Selain itu, Happy memandang pementasan “Di Tepi Sejarah” sebagai suatu hal yang penting. Pasalnya, ia memandang bahwa kesenian lah yang dapat menciptakan ruang diskusi, yang muncul akibat leburan berbagai interpretasi.
“Karena salah satu dasar keinginan kita untuk ‘Di Tepi Sejarah’, salah satunya, kenapa sih pingin nama-nama ini yang diangkat. Kita pingin ada ruang ngobrol, gitu, dan pinginnya bahkan pelajar, mahasiswa, orang umum tuh boleh bertanya, boleh menyangkal. Itu yang diinginkan, biar juga melatih, terutama untuk belajar, tidak sepenuhnya percaya pada berita-berita kabar burung atau hoaks dan lain sebagainya,” jelas Happy.
Happy pun memaparkan, selain Sjafruddin Prawiranegara dalam episode “Kaca Mata Sjafruddin”, keempat sosok yang dibawakan dalam “Di Tepi Sejarah” musim kedua merupakan pelaku-pelaku kesenian. Kassian Cephas dalam episode “Mata Kamera”, misalnya, yang menjadi fondasi dalam dunia fotografi Indonesia di masa Hindia Belanda, atau Emiria Soenassa dalam “Yang Tertinggal di Jakarta”, Ibu Seni Rupa Indonesia yang namanya jarang sekali disebut meski ia memiliki pandangan dan posisi yang penting untuk dunia seni rupa di Tanah Air.

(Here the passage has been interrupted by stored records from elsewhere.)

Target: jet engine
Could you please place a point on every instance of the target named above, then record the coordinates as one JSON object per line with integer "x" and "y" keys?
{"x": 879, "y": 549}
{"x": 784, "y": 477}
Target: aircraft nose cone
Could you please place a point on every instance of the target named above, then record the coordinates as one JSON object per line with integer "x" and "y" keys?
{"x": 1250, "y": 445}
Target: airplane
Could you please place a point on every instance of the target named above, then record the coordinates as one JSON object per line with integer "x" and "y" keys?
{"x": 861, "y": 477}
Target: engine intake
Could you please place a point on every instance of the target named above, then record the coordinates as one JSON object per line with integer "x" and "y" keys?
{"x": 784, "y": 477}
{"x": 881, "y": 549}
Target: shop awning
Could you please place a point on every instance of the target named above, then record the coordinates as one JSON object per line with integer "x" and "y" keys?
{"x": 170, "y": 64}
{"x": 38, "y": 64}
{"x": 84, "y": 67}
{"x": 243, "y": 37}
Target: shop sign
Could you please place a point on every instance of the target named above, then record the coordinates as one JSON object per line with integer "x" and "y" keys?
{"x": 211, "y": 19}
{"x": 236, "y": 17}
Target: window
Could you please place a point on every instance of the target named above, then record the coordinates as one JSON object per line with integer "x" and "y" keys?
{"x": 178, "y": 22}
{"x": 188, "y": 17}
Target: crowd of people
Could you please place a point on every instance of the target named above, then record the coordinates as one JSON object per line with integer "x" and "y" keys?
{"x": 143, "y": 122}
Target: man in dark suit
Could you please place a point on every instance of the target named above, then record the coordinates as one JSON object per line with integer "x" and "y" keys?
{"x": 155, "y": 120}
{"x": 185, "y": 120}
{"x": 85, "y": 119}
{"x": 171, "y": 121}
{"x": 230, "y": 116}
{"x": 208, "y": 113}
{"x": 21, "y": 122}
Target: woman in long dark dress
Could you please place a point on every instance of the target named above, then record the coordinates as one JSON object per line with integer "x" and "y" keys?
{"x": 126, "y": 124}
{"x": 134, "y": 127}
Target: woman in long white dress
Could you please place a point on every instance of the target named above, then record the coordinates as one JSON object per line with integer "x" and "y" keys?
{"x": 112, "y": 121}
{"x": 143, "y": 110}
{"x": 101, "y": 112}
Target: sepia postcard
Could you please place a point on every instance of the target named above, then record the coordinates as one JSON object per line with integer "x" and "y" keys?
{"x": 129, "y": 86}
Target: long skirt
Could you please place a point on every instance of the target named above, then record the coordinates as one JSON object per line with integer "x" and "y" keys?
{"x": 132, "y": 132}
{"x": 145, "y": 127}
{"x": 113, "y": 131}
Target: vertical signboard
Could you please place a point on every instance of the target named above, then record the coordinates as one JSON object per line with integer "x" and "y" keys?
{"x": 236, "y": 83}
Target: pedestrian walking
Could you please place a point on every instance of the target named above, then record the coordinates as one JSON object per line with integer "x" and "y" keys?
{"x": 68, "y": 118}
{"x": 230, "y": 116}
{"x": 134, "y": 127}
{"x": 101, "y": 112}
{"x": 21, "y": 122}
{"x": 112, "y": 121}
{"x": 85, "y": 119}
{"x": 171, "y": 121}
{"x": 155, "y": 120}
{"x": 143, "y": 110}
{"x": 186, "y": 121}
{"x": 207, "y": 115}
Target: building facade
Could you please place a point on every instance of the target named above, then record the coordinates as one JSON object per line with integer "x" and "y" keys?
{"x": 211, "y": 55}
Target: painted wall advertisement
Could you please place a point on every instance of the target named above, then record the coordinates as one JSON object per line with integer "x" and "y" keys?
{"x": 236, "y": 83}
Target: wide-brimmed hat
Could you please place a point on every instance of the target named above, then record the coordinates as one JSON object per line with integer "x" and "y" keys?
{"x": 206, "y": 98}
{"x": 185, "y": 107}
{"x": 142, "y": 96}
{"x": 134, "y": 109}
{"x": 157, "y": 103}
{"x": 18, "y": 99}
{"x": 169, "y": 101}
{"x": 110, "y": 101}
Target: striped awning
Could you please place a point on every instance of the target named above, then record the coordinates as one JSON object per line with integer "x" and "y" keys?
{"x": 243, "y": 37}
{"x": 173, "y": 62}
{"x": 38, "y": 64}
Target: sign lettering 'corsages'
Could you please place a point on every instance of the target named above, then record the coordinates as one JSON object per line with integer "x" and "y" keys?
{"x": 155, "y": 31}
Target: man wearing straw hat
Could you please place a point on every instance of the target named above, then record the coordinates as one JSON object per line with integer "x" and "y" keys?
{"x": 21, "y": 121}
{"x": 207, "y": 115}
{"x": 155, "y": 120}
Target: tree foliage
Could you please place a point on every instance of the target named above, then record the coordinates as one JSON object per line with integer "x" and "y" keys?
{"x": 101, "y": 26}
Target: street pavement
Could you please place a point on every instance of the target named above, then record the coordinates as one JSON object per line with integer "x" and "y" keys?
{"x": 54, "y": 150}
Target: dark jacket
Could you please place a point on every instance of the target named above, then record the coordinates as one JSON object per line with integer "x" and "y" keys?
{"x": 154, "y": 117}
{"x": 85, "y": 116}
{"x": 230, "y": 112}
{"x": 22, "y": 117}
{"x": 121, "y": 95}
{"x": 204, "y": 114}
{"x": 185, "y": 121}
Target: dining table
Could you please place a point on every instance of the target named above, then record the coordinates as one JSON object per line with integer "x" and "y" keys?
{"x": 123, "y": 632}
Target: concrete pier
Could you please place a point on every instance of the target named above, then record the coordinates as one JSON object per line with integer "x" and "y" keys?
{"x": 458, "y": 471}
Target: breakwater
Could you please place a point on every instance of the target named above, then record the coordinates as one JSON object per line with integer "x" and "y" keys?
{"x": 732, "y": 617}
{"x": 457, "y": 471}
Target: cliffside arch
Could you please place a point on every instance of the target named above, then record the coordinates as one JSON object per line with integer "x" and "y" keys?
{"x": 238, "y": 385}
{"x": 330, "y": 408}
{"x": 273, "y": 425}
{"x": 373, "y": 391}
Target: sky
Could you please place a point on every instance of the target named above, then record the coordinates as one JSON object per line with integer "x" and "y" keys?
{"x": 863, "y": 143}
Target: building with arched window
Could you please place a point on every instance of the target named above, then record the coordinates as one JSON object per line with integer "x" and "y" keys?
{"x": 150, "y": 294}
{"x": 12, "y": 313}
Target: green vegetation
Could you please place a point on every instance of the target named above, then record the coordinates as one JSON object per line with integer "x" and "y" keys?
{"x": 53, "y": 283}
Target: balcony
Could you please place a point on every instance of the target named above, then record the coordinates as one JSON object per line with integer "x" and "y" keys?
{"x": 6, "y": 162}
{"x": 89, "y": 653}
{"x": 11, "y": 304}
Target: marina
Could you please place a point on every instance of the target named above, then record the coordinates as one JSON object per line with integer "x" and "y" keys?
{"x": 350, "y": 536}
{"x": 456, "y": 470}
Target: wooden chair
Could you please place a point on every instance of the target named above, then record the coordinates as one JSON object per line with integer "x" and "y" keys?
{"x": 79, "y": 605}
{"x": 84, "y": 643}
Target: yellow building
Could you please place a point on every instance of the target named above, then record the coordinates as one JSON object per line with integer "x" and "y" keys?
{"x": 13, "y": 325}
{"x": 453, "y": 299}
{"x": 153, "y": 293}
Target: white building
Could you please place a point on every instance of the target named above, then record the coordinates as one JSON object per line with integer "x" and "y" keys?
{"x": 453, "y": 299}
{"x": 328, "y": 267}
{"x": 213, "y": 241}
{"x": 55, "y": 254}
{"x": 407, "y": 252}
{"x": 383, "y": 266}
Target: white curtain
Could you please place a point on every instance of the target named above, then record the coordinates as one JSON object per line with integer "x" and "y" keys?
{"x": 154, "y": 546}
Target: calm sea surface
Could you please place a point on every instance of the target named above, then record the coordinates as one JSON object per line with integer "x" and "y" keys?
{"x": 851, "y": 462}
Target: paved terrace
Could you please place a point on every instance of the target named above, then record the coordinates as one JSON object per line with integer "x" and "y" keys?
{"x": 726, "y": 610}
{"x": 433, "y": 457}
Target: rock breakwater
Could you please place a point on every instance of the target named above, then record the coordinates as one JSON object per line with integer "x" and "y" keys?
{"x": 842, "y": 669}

“Ada Ismail Marzuki, walaupun banyak orang mengenal dia, tetapi banyak orang yang tidak mengetahui, bagaimana sih proses lagu-lagu itu tercipta, apa saja pergulatan batinnya, dan lain sebagainya,” ujar Happy terkait sisi yang diangkat pada sosok Ismail Marzuki dalam episode “Senandung di Ujung Revolusi”.
Ada pula penyanyi sekaligus penulis lagu Gombloh, seperti yang ditambahkan oleh Produser KawanKawan Media Yulia Evina Bhara, yang memiliki pandangan serta pemikiran yang masih sangat sesuai dengan apa yang terjadi hari ini.
Happy Salma pun berharap, pegelaran “Di Tepi Sejarah” musim kedua ini akan menuai kesuksesan seperti musim sebelumnya, sehingga “Di Tepi Sejarah” dapat kembali diadakan tahun di tahun mendatang, dengan melibatkan lebih banyak lagi orang.
“Bahkan mungkin bisa ditonton langsung, melibatkan pelajar, mahasiswa, kelompok-kelompok teater, bukan yang hanya ada di Jakarta, tapi di kota-kota lainnya,” ujar Happy.